Thank you for your notes, CRUSHES, on last week’s Thanksgiving story. Writing about cooking side-by-side with my Mother resonated with so many of you. ”There are so many love languages really,” one reader wrote. “Recognizing some of them takes maturity, Dish. Don’t beat yourself up.” (Thanks Jenn!)

Another CRUSH Reader (Frank) wrote: “You’re skipping a big, fattening, bland meal full of dull conversation (because nobody can say anything funny anymore) with extended family, including those you can barely countenance (after last year’s tragically dull, if not offensive, conversation) after traveling through miserable weather? You really think you can get away with that shit and remain a respectable member of society?”

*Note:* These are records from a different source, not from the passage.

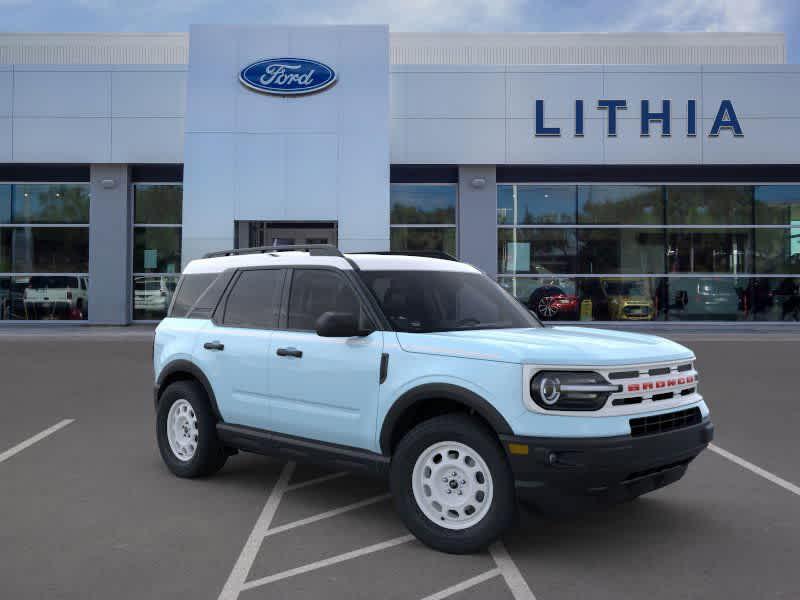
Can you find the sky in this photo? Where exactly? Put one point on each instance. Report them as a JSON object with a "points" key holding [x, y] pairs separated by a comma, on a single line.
{"points": [[414, 15]]}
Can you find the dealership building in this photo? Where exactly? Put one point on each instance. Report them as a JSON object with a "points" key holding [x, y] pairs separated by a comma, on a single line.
{"points": [[598, 177]]}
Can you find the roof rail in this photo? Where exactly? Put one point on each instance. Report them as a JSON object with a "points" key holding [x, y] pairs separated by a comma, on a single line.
{"points": [[423, 253], [312, 249]]}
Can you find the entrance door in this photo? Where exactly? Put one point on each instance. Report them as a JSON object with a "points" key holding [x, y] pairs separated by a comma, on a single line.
{"points": [[252, 234]]}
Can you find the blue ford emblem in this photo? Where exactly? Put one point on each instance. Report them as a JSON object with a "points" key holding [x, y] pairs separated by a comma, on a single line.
{"points": [[287, 76]]}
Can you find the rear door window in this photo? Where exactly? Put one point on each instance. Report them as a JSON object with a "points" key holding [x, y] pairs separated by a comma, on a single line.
{"points": [[254, 300]]}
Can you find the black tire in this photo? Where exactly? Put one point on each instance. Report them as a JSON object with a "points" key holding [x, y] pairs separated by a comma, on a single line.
{"points": [[469, 431], [210, 455]]}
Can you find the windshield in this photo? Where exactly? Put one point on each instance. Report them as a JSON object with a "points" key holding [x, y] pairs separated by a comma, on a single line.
{"points": [[57, 281], [430, 301], [626, 288]]}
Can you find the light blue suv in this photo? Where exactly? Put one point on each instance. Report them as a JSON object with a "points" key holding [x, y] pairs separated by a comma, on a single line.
{"points": [[422, 370]]}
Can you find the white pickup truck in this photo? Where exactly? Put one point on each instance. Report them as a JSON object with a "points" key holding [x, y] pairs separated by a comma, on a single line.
{"points": [[56, 296]]}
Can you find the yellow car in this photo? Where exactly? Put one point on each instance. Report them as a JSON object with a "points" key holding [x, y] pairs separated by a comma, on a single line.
{"points": [[628, 299]]}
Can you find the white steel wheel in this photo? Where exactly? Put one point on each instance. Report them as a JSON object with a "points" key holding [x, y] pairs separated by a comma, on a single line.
{"points": [[452, 485], [182, 432]]}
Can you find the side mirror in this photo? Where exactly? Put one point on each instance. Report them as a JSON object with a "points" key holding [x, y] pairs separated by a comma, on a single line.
{"points": [[335, 324]]}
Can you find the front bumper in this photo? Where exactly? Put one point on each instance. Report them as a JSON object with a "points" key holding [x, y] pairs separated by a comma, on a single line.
{"points": [[559, 472]]}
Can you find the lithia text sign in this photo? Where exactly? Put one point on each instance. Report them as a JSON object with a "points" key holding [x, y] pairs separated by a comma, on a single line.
{"points": [[725, 120]]}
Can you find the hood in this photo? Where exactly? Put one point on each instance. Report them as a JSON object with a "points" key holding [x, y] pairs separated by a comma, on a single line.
{"points": [[565, 346], [631, 300]]}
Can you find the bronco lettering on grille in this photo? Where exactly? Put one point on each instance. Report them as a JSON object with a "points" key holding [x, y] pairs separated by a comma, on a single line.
{"points": [[660, 384]]}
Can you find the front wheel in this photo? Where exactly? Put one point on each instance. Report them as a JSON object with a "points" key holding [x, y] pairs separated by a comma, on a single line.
{"points": [[186, 431], [452, 485]]}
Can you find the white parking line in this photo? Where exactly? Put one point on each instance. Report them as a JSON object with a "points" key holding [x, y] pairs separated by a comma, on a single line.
{"points": [[328, 562], [510, 572], [327, 514], [464, 585], [235, 584], [33, 439], [756, 469], [310, 482]]}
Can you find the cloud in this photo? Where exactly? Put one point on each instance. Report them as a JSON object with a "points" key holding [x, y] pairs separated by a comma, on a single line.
{"points": [[704, 15]]}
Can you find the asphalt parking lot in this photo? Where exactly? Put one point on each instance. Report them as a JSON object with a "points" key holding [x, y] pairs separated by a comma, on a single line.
{"points": [[87, 509]]}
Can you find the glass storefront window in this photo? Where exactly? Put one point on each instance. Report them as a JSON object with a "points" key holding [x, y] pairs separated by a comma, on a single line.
{"points": [[152, 295], [44, 251], [710, 251], [778, 250], [537, 251], [774, 299], [550, 298], [536, 204], [423, 204], [777, 205], [620, 205], [708, 299], [44, 204], [709, 205], [424, 239], [716, 252], [431, 205], [157, 232], [611, 251], [157, 249], [158, 204]]}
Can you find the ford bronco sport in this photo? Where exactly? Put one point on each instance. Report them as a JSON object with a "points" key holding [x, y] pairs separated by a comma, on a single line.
{"points": [[423, 370]]}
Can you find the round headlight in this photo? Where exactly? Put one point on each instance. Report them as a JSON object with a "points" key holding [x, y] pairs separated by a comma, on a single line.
{"points": [[549, 390], [571, 390]]}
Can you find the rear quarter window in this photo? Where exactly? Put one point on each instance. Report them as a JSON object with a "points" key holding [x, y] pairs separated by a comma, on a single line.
{"points": [[191, 287]]}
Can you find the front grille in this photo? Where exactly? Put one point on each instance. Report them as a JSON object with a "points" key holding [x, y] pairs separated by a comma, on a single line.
{"points": [[665, 422]]}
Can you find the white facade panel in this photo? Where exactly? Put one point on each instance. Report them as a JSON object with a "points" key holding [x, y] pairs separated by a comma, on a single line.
{"points": [[655, 87], [5, 139], [765, 141], [207, 92], [252, 197], [302, 135], [211, 214], [148, 93], [311, 177], [62, 93], [558, 90], [524, 148], [365, 221], [454, 95], [77, 140], [753, 94], [630, 148], [454, 141], [147, 140], [6, 91]]}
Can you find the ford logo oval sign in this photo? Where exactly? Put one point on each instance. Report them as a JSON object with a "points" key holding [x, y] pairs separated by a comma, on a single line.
{"points": [[287, 76]]}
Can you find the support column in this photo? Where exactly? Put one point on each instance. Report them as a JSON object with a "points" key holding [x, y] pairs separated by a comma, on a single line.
{"points": [[477, 217], [109, 244]]}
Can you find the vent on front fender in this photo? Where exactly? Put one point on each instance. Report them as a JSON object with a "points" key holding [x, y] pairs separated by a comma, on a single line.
{"points": [[665, 422]]}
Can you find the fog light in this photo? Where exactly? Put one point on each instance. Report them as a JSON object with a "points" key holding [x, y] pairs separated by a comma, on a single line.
{"points": [[549, 390]]}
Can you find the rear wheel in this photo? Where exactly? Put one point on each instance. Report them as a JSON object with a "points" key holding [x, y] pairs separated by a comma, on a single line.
{"points": [[452, 485], [186, 431]]}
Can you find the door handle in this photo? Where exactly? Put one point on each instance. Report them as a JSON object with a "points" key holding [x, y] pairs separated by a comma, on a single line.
{"points": [[290, 352]]}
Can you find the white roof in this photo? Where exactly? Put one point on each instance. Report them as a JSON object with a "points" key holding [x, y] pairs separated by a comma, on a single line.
{"points": [[366, 262]]}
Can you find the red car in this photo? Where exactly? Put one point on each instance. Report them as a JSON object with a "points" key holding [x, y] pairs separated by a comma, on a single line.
{"points": [[550, 302]]}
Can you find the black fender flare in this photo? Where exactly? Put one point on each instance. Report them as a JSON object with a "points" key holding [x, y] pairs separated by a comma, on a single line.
{"points": [[188, 367], [440, 391]]}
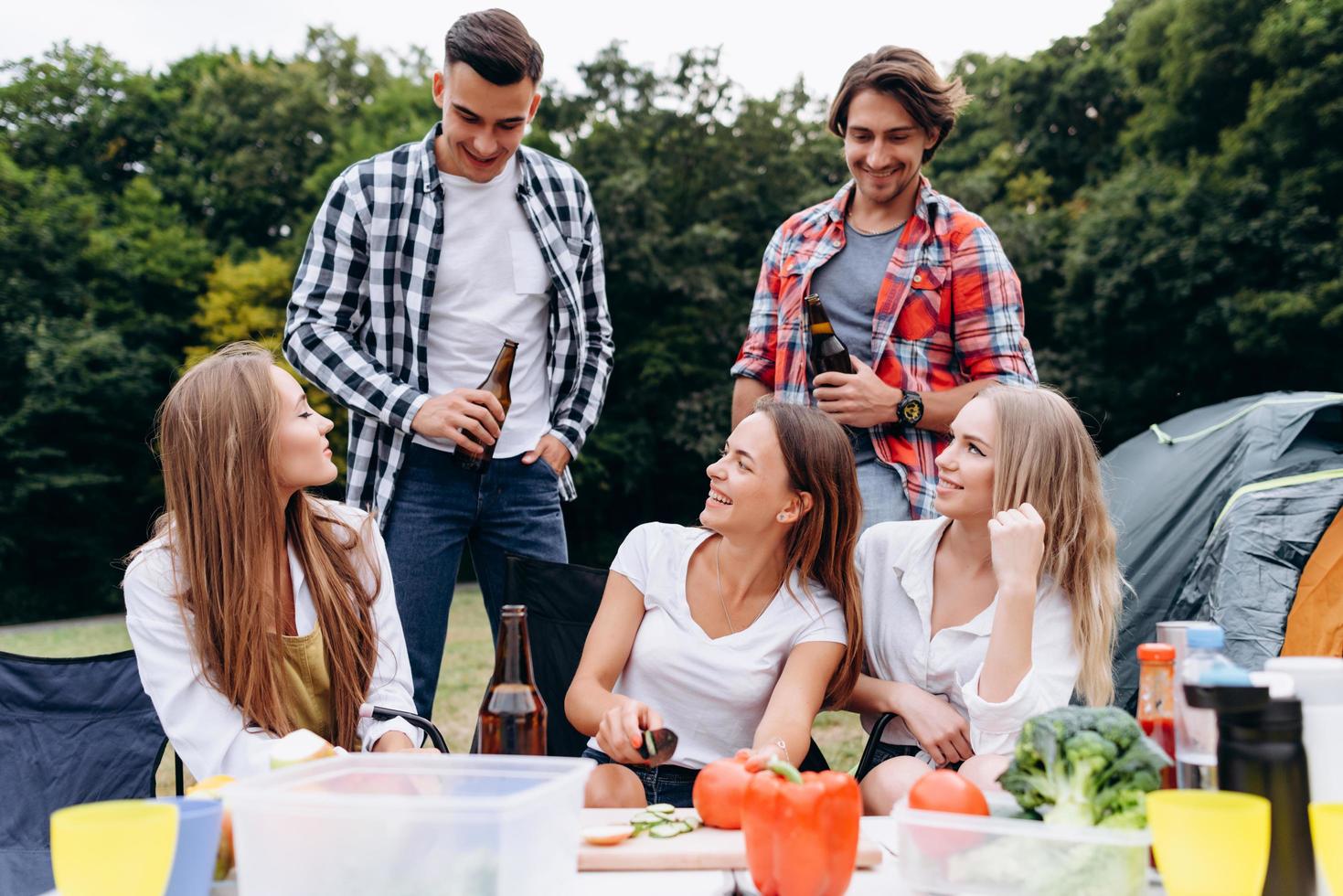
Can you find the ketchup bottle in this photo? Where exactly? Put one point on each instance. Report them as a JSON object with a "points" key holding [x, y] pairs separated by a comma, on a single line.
{"points": [[1156, 700]]}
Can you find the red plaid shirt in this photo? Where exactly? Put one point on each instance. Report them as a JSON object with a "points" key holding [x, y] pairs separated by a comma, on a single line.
{"points": [[948, 312]]}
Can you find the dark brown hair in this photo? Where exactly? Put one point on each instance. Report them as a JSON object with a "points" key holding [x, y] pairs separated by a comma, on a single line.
{"points": [[819, 547], [496, 45], [907, 76]]}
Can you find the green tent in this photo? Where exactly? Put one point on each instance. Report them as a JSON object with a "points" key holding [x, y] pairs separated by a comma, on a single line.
{"points": [[1219, 511]]}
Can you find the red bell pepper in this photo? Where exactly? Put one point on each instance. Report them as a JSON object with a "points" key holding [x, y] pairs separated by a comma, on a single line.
{"points": [[719, 789], [801, 830]]}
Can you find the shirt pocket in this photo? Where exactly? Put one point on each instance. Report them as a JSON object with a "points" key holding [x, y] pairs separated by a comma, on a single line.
{"points": [[529, 272], [925, 316]]}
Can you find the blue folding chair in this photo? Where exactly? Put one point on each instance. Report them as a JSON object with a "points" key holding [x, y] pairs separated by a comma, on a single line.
{"points": [[71, 731]]}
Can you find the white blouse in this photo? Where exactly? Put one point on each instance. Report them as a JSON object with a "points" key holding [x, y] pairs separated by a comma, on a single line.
{"points": [[712, 692], [895, 566], [209, 732]]}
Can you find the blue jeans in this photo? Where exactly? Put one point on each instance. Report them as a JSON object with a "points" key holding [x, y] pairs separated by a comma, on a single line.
{"points": [[437, 509], [672, 784], [884, 496]]}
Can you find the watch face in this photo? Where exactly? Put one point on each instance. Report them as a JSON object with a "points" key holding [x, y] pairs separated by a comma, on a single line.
{"points": [[911, 411]]}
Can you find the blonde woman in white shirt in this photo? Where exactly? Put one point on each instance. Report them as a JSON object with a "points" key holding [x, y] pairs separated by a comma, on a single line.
{"points": [[996, 612], [735, 635], [258, 609]]}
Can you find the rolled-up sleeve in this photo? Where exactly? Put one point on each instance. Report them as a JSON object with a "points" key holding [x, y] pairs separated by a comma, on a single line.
{"points": [[1048, 686], [761, 347], [990, 318]]}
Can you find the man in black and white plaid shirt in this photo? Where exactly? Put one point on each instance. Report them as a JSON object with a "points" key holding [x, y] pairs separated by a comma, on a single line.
{"points": [[422, 261]]}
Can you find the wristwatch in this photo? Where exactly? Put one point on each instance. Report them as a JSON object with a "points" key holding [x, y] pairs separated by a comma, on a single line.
{"points": [[910, 410]]}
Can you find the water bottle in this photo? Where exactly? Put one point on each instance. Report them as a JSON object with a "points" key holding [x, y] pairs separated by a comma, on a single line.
{"points": [[1196, 730]]}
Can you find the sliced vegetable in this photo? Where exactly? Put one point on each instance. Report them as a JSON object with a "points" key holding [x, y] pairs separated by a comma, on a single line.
{"points": [[670, 829], [607, 835]]}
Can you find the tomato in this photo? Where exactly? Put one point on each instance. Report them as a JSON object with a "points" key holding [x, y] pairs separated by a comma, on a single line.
{"points": [[719, 789], [944, 790]]}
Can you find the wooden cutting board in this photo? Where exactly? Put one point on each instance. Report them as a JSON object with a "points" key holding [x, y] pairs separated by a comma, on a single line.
{"points": [[701, 849]]}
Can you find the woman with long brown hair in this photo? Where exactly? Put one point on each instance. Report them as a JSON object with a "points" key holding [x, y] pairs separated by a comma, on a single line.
{"points": [[736, 633], [998, 610], [257, 607]]}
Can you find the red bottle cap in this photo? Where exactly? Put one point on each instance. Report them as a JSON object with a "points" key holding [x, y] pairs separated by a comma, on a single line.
{"points": [[1156, 653]]}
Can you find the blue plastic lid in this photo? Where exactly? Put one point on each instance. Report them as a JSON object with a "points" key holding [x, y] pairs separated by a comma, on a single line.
{"points": [[1209, 638]]}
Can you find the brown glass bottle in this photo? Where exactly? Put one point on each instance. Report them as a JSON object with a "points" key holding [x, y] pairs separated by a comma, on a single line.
{"points": [[512, 715], [497, 384], [825, 351]]}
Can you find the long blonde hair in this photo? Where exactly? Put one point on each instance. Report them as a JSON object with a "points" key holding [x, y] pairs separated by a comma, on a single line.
{"points": [[227, 538], [821, 544], [1045, 455]]}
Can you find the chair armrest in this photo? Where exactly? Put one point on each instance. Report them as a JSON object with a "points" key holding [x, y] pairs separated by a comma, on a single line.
{"points": [[869, 752]]}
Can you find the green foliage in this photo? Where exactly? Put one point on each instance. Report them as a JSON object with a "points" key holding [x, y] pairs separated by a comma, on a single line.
{"points": [[1167, 186]]}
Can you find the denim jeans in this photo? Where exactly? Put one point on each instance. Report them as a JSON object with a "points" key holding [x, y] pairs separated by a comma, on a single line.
{"points": [[672, 784], [437, 509], [884, 497]]}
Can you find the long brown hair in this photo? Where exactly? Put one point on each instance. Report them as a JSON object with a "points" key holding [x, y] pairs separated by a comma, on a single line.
{"points": [[227, 538], [1047, 457], [821, 544]]}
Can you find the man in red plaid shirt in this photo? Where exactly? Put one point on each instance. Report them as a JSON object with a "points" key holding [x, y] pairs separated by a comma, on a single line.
{"points": [[918, 289]]}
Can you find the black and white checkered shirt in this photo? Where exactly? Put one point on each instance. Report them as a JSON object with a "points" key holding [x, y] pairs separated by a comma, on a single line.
{"points": [[358, 315]]}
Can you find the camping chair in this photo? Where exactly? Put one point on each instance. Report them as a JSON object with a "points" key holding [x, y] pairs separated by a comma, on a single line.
{"points": [[75, 731], [869, 752], [561, 601]]}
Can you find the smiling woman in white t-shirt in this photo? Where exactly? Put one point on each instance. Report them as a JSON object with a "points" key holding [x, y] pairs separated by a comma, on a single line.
{"points": [[998, 610], [735, 635]]}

Well Frank, I think we did. Hope your sister-in-law took her meds this year, though!

My sort of low-key Thanksgiving was just what I needed this year. My nephew Patrick and I had an idyllic (if unconventional) day, including Thanksgiving without turkey. I say “sort of” low-key because, when it comes to meals, my family doesn’t really do low-key, even when we are a sub-set of only two people, a reality that was driven home when Patrick headed out to the market at 10am because it occurred to him that he should concoct a special drink for our cocktail hour (“It’s Thanksgiving!”). We didn’t have the right herbs, he muttered, rummaging through the refrigerator. (We had fresh mint, rosemary, thyme, cilantro and sage.) I write about our fabulous day below in Anything But Dull.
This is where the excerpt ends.